Rektor UNM, Husain Syam. (Foto: Fadhil Aqilah-Profesi)

PROFESI-UNM.COM – Kementerian Pendidikan dan Kebudayaan (Kemendikbud) melalui Direktorat Jenderal Pendidikan Tinggi (Dirjen Dikti) mengumumkan sejumlah kampus yang berhak menerima dana Hibah Inovasi Pembelajaran Digital (IPD) sejumlah 400 juta untuk membiayai para pemenang tersebut. (30/4)

Universitas Negeri Makassar (UNM) menjadi penerima hibah terbanyak di antara seluruh perguruan tinggi yang memperoleh bantuan dana.  Adapun keempat Prodi yang berhasil lolos, yakni Jurusan Kimia, Bimbingan dan Konseling, Sastra Inggris, dan Pendidikan Seni Rupa.
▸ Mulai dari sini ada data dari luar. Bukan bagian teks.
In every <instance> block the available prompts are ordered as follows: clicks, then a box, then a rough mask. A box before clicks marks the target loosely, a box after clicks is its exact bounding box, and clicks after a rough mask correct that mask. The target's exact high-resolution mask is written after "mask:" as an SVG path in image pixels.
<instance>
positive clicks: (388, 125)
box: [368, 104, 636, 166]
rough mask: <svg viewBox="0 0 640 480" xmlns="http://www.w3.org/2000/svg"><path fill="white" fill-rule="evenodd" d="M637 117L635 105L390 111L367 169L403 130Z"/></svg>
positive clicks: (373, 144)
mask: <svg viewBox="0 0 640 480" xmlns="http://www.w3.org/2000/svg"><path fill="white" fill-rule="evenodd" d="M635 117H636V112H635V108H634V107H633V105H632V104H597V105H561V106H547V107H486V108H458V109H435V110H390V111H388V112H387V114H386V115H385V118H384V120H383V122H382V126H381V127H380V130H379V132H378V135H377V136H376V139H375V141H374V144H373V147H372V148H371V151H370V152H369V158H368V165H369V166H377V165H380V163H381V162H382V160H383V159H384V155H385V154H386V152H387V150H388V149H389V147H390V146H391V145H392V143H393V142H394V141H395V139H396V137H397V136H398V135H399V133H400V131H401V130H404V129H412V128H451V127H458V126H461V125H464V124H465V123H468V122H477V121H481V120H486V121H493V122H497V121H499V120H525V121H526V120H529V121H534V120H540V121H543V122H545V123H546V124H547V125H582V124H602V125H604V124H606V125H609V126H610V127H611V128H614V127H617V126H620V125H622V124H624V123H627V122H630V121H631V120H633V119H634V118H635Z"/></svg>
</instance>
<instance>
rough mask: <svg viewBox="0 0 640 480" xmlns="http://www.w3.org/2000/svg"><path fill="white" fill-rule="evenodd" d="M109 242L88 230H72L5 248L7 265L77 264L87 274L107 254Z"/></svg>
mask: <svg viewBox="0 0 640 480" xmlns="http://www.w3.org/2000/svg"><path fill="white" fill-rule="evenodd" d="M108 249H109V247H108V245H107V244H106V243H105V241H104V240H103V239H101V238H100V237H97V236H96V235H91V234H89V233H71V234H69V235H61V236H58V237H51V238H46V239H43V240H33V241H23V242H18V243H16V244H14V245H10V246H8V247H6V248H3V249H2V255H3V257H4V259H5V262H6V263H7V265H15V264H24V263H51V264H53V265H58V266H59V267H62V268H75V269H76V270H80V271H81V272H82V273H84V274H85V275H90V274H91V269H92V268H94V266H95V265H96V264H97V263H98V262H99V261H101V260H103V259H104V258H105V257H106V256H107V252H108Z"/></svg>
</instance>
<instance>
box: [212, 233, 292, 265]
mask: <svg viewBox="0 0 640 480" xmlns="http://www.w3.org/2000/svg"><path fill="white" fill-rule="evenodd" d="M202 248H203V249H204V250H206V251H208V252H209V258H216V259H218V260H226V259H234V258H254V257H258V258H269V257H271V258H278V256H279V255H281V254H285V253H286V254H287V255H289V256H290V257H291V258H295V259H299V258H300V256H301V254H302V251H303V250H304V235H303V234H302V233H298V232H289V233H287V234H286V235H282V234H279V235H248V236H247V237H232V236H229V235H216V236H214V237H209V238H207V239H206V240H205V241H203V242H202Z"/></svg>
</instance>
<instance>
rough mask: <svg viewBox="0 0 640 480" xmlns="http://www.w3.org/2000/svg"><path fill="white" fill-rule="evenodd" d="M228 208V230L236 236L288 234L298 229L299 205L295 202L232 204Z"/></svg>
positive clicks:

Rektor UNM, Husain Syam mengapresiasi kinerja Prodi dan tim akademik yang telah bekerja keras untuk meraih pendanaan tersebut melalui kompetisi dana hibah.

Menurut Rektor UNM dua periode itu, keberhasilan mencatatkan nama sebagai peraih jumlah terbanyak hibah IPD menunjukkan bahwa inovasi pembelajaran digital di UNM memperoleh pengakuan secara nasional.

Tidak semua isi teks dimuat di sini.